新入社員の理解度・習熟度に応じて教育の内容を柔軟に変えたり、新入社員のモチベーションを上げる等のコミュニケーションスキルが重要です。
また、研修担当者に研修を任せきりにして新入社員が放置されていないか確認したりするなど、チーム全体でも十分なフォローができる体制も必要です。
OJTのデメリットで解説したとおり、OJT期間中は教育担当者への負担が大きくなりがちです。
そのため、OJTのスケジュールや内容は、教育担当者のスキルや工数も十分考慮したうえで、無理のないものにできると良いでしょう。
OJTを実施する際には、教育担当者への教育を含めた制度を設計する必要があります。
eラーニングなどを活用し、教育担当者自身が「教えるスキル」を習得する期間から教育プログラムを設計した上で、実際に新入社員の教育を行うといった手順で進めると良いでしょう。
さらに、チーム全体で業務を調整し、教育担当者への負荷を減らすサポートなどができると理想的です。
テレワーク下でOJTを行うときの注意点
新型コロナウイルスの感染拡大以降、テレワークが一般的なものになりました。
それにともない、オンラインでOJTを実施している企業も少なくないのではないでしょうか。

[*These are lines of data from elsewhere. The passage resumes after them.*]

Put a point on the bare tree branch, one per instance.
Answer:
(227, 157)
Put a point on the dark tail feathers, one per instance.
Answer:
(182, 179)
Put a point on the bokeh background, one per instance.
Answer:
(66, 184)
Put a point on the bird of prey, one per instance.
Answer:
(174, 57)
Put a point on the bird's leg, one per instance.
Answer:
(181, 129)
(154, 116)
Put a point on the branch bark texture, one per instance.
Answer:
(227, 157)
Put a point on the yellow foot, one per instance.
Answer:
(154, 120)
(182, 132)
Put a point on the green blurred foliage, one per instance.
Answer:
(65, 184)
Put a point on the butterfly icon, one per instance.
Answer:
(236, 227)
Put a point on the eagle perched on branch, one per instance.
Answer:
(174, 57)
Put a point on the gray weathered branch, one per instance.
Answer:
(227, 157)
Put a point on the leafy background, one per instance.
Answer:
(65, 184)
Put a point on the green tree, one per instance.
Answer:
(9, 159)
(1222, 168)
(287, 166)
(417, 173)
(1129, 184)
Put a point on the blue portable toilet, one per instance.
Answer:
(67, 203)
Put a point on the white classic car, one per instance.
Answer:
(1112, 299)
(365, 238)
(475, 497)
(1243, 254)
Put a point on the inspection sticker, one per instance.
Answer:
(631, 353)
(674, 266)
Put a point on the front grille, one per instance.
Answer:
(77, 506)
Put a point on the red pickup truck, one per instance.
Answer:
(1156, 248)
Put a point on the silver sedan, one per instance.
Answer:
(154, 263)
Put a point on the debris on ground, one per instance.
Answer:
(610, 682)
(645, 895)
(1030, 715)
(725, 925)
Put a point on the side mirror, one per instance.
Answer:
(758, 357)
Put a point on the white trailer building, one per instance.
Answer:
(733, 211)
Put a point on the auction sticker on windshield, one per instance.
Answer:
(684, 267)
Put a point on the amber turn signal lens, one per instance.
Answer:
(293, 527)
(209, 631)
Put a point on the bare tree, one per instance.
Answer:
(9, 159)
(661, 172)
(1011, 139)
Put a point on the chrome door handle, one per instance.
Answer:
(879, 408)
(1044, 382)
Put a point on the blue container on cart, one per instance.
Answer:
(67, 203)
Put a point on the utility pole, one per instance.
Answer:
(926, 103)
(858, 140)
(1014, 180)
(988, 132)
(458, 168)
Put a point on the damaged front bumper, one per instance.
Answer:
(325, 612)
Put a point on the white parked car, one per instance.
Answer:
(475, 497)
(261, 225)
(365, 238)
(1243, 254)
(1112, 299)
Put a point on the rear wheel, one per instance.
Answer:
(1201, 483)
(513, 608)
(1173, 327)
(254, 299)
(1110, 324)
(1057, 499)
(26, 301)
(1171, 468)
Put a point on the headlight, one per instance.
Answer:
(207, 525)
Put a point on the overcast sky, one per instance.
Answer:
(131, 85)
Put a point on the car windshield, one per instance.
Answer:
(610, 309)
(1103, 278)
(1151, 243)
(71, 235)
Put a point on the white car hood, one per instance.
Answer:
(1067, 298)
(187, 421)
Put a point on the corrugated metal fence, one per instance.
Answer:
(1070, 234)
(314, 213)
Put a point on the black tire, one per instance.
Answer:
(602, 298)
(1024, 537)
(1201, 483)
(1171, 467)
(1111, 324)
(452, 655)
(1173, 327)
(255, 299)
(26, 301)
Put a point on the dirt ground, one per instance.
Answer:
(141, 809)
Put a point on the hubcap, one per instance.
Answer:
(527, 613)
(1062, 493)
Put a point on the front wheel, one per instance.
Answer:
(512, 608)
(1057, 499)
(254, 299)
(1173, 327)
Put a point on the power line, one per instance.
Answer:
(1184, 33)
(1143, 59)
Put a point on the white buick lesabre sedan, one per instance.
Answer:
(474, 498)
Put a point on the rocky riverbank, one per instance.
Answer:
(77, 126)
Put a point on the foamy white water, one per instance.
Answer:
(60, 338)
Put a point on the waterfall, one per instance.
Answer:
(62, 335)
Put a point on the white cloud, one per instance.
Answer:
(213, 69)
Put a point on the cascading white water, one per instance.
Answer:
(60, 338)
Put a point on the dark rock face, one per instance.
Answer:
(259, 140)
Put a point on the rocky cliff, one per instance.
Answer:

テレワーク下でOJTを行う際に注意したいのは、対面でのOJTと比較して、教育担当者と新入社員がコミュニケーションを取りづらい点です。
例えば、対面ではすぐに質問できる場面でも、オンラインでは相手が見えないことから「もしかしたら今忙しいのかも?」と質問を躊躇してしまう可能性があります。
また、チャット等の文字でやり取りする方法では意図がうまく伝わらず、コミュニケーションエラーが起きるケースも考えられるでしょう。
テレワーク下でOJTを行う場合には、進捗の確認にはビデオ通話を活用するなど、対面以上にコミュニケーション面でのフォローを欠かさないようにしたいところです。
「環境づくり」が効果的なOJT実施の鍵になる
効果的なOJTを実施するためには、教育担当者へのフォローを含めた総合的な環境づくりが必要です。
まずはOJTのメリット・デメリットを把握し、どの研修をOJTで行うか検討する。そして、教育担当者への教育を行い、教育担当者の工数を確保できるような環境を整備する。
その上で新入社員の教育を行うというように、人事が研修業務を兼任している場合は人事の教育担当者を含めた一連の計画や目的をしっかりと確認することが、OJTを成功させる鍵と言えるでしょう。
OJTは座学だけの研修では難しい部分もカバーできます。
また、テレワーク下で顔を合わせる機会も少ない昨今の働き方だと、新入社員が会社の先輩や同僚と雑談などでのコミュニケーションがうまく取れない状況に陥りがちです。
「業務を教える」という教育手法としてだけでなく、OJTによる先輩社員とのコミュニケーションを通じて会社への理解を深めるのにも効果的な教育手法です。
ぜひ今回ご紹介した内容を参考にして、新入社員の教育にOJT研修を導入してみてはいかがでしょうか。